Die kulturellen Kürzungen dürfen sich so nicht wiederholen, betonte Thomas Kiechle. Jeder weitere Schritt in dieser Richtung wäre strukturgefährdend. „Wir fahren aber auf Sicht“, sagte der Oberbürgermeister.
Was das Publikum bewegt: Zuschuss fürs Landestheater und Abwesenheit der Stadträte
Auch Zuhörer hatten einige Vorschläge: Christian Hof plädierte dafür, verstärkt Gelder von Stiftungen abzurufen und Firmen um Spenden zu bitten.
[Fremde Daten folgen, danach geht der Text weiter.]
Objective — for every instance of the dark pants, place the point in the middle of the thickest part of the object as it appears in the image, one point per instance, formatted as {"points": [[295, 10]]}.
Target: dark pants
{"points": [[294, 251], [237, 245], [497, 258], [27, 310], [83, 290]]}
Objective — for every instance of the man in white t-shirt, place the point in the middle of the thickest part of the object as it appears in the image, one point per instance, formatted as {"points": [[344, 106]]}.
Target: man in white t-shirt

Veronika Heilmannseder brachte Kooperationen mit dem Landkreis und der Allgäu GmbH ins Spiel. Kein Verständnis zeigte Gerhard Juli, dass die Stadt jährlich 70.000 Euro an den Zweckverband Landestheater Schwaben überweise, wo Kempten doch sein eigenes Theater habe. Eine Satzungsänderung werde derzeit tatsächlich im Zweckverband diskutiert, antwortete darauf OB Kiechle.
Bitter enttäuscht zeigte sich Stephan A. Schmidt, Vorsitzender des Kulturquartiers Allgäu und des Artig-Vereins, über das mangelnde Interesse des Kemptener Stadtrats an der Kultur-Podiumsdiskussion. Nur Ingrid Vornberger (SPD) hatte er in der Menge entdeckt ...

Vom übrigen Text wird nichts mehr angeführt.